The criteria for the hammer are:
1. The real body is at the upper end of the trading range.
2. The colour of the real body can be black or white.
3. A bullish long lower shadow that is at least twice the height of the real body.
4. It should have no, or a very short, upper shadow.
The hammer reflects the market insights obtained from a candle chart—specifically the hammer's extended lower shadow shows that the market rejected lower price levels to close at, or near, the highs of the session. From my experience, most times when there is a hammer the market may not immediately move up, but may rally slightly, or trade laterally, and then, after expanding on a base, rally. If the market closes under the lows of the hammer, longs should be reconsidered.

In the intra-day chart, there are two back-to-back hammers (denoted by the arrow).
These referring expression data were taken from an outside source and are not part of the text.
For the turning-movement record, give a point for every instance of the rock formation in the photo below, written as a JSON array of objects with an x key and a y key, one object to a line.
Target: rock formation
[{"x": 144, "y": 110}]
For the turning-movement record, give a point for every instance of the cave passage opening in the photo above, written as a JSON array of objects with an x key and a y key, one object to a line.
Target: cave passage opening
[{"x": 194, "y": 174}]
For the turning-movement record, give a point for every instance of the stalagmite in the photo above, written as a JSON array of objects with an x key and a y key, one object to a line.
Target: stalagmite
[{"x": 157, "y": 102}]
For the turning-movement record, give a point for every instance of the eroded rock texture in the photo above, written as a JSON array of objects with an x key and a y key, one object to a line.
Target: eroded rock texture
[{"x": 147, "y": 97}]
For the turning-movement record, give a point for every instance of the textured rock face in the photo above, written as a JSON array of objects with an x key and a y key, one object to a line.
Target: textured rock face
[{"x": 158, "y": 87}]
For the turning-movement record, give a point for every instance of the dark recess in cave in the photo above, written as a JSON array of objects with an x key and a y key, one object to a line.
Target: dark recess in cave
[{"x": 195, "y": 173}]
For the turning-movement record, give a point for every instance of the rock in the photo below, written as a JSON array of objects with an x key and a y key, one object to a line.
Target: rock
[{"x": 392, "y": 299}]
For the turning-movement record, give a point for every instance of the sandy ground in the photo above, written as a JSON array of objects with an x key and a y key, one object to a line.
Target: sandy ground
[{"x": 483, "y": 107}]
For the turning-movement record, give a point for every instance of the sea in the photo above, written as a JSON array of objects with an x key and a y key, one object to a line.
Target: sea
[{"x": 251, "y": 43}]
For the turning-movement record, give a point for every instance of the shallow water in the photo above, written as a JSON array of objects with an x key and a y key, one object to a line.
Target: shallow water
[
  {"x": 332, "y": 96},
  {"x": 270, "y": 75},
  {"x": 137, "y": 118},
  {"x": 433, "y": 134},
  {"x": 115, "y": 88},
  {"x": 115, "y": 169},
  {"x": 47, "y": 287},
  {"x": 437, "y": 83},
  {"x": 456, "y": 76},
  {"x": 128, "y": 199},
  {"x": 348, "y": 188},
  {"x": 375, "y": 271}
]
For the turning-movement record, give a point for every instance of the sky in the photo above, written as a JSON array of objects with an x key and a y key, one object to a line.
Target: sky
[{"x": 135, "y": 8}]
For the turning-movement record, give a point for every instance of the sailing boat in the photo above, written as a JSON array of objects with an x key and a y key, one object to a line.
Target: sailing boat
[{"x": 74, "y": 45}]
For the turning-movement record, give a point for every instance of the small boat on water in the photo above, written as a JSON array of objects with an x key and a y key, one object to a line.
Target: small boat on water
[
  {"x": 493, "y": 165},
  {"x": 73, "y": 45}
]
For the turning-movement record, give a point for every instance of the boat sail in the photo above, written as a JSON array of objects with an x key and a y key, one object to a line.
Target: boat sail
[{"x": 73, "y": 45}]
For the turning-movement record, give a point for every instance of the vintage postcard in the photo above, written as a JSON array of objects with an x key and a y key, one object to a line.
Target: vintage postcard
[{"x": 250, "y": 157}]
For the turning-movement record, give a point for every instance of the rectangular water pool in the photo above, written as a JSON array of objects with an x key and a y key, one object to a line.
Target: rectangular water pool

These dual hammers took on extra significance since they confirmed a support level shown by the dashed line.
This is a classic example of the power and the ease with which one can combine the insights of candle charts (the hammers) with classic western trading signals (the support line) to increase the likelihood of a market turn. This synergy of candle charts and western technical tools should provide a powerful weapon in your trading arsenal.

A bearish engulfing pattern, shown on the left-hand side of the chart, is formed when during a rally a black real body wraps around a white real body. A bullish engulfing pattern, shown on the right-hand side of the chart, is completed when during a descent a white real body envelops the prior black real body.
The engulfing pattern is illustrative of how the candles can help provide greater understanding into the behaviour of the markets. For example, a bullish engulfing pattern reflects how the bulls have wrested control of the market from the bears. A bearish engulfing pattern shows how a superior force of supply has overwhelmed the bulls. The Japanese will say, for instance, that with a bearish engulfing pattern "the bulls are immobilized".

Candles and the overall technical picture
You must remember a basic principle about the use of candles: candle charting techniques are a tool and not a system. Effective candle charting techniques requires not only an understanding of the candle patterns, but also a policy of using sound, coherent trading strategies and tactics. These include using stops, determining the risk and reward aspect of a potential trade, observing where a candle pattern is in relation to the overall trend, and monitoring the market's action after a trade is placed. By understanding and using these trading principles, you will be in a position to most fully enhance the power of the candles.
This is only a basic introduction to candle charts. There are many more patterns, concepts and trading techniques that must first be considered. But even with these basic concepts, you can see how the candles open new and unique doors of analysis.